Dating is not for the faint of heart. It’s tough and anyone who’s willing to put themselves out there is a hero in my book.
When I was in my early 20s I was a total mess. I was running around town without a clue of who I was, what I wanted or what I DESERVED. I let men dictate how I felt about myself.
If he called I felt worthy. If he didn’t I was worthless. If he asked me out I felt deserving. If he didn’t I felt not good enough. If he kissed me I felt lovable. If he didn’t I felt like there was something wrong with me.
It was a dangerous situation to be in to allow a man to have all of the power over my self-worth.
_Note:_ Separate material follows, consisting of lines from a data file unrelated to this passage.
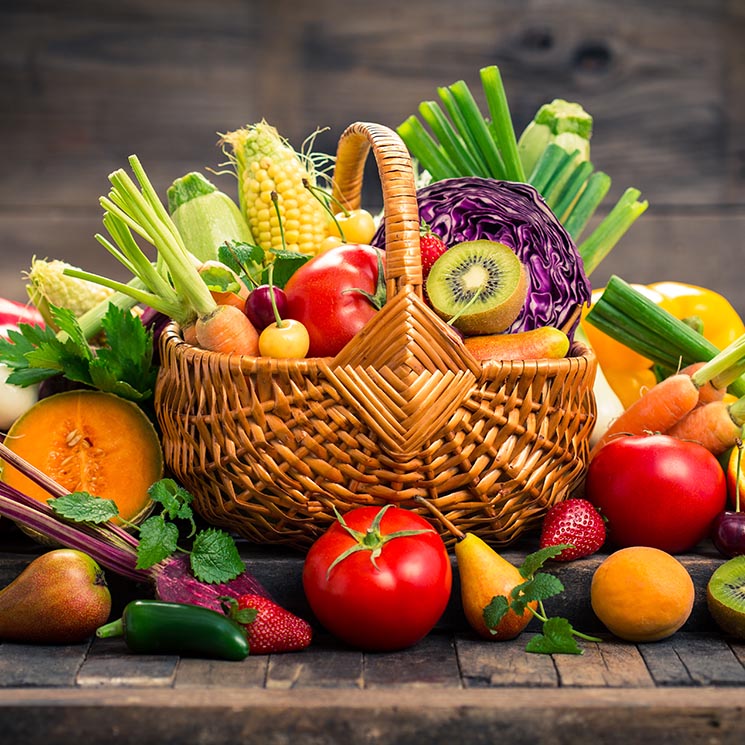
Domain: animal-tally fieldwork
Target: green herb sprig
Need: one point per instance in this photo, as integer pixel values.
(122, 364)
(558, 635)
(213, 555)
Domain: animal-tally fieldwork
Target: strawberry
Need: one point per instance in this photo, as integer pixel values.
(270, 628)
(576, 522)
(431, 247)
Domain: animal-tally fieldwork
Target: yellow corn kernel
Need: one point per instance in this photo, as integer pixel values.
(266, 163)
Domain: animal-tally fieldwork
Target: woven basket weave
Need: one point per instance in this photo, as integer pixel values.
(269, 447)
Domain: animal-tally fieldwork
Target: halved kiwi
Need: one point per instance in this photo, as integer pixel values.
(725, 596)
(481, 284)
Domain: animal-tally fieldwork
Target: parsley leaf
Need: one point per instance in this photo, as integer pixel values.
(83, 507)
(557, 638)
(214, 557)
(122, 365)
(158, 540)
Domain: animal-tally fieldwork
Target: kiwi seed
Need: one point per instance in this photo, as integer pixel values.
(481, 284)
(725, 596)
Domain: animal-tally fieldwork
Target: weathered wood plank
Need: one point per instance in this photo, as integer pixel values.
(40, 665)
(686, 716)
(325, 664)
(503, 664)
(610, 664)
(430, 663)
(709, 660)
(109, 664)
(197, 673)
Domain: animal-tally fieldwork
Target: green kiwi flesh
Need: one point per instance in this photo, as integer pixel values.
(725, 596)
(494, 271)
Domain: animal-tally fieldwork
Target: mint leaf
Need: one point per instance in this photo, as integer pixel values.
(495, 611)
(533, 562)
(82, 507)
(175, 500)
(158, 540)
(557, 638)
(539, 588)
(214, 557)
(286, 263)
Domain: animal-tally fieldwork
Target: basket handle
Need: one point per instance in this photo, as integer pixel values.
(400, 209)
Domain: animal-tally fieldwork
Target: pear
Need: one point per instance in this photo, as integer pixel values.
(485, 574)
(61, 597)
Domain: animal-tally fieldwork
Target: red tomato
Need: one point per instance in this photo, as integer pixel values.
(375, 586)
(322, 295)
(657, 491)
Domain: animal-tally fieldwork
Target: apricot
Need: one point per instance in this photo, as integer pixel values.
(642, 594)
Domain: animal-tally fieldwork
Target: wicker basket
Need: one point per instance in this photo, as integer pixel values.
(269, 447)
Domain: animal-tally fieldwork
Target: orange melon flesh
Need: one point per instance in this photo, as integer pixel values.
(88, 441)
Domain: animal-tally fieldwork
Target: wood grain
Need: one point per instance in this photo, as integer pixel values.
(86, 84)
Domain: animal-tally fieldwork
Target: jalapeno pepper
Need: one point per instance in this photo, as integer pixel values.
(627, 372)
(156, 627)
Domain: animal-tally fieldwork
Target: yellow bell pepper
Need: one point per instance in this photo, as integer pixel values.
(628, 373)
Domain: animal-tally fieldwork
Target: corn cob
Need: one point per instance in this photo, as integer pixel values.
(48, 285)
(266, 163)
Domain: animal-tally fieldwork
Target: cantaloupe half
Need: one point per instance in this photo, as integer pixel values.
(88, 441)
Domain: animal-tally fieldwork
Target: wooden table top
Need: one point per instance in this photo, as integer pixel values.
(689, 688)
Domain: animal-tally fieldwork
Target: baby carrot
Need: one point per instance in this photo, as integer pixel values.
(716, 425)
(657, 410)
(707, 391)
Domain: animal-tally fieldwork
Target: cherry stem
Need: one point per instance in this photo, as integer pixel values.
(313, 189)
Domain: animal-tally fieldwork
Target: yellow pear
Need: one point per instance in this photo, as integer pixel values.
(485, 574)
(61, 597)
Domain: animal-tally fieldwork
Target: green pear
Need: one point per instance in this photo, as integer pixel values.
(61, 597)
(485, 574)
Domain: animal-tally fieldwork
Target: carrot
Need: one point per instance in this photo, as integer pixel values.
(707, 392)
(716, 425)
(657, 410)
(227, 329)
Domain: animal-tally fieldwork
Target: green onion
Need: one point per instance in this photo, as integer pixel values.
(449, 139)
(470, 141)
(628, 316)
(425, 150)
(589, 200)
(597, 246)
(501, 122)
(564, 202)
(476, 124)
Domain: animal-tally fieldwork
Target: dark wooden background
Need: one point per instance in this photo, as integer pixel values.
(84, 83)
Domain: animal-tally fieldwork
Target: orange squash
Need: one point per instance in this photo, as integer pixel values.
(88, 441)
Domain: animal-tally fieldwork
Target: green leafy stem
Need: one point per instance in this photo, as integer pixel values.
(558, 635)
(213, 555)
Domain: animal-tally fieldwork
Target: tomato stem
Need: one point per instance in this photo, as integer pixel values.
(371, 540)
It was not one of my proudest moments.
It wasn’t until I realized that I could stop believing the stories in my mind and that I had the power to decide how I wanted to feel, that everything changed.
I no longer cared if he called or not. If he wanted to date me or not. If he wanted to kiss me or not.
Those things didn’t matter because I was in charge of how I felt about myself and I didn’t need a man to validate it. It’s incredibly freeing to take ownership of yourself and your feelings instead of blaming it on others.
After that it was game on.
My confidence was on another level and I started dating A LOT. All of these really amazing guys started showing up out of nowhere. But I knew that I was in charge of who I wanted to go out with and how much time and energy I wanted to invest in that person.
What I learned was confidence is a mindset. It’s not about what you look like, it’s about how you FEEL. And it starts with loving yourself. How can we expect someone to love us if we don’t love ourselves?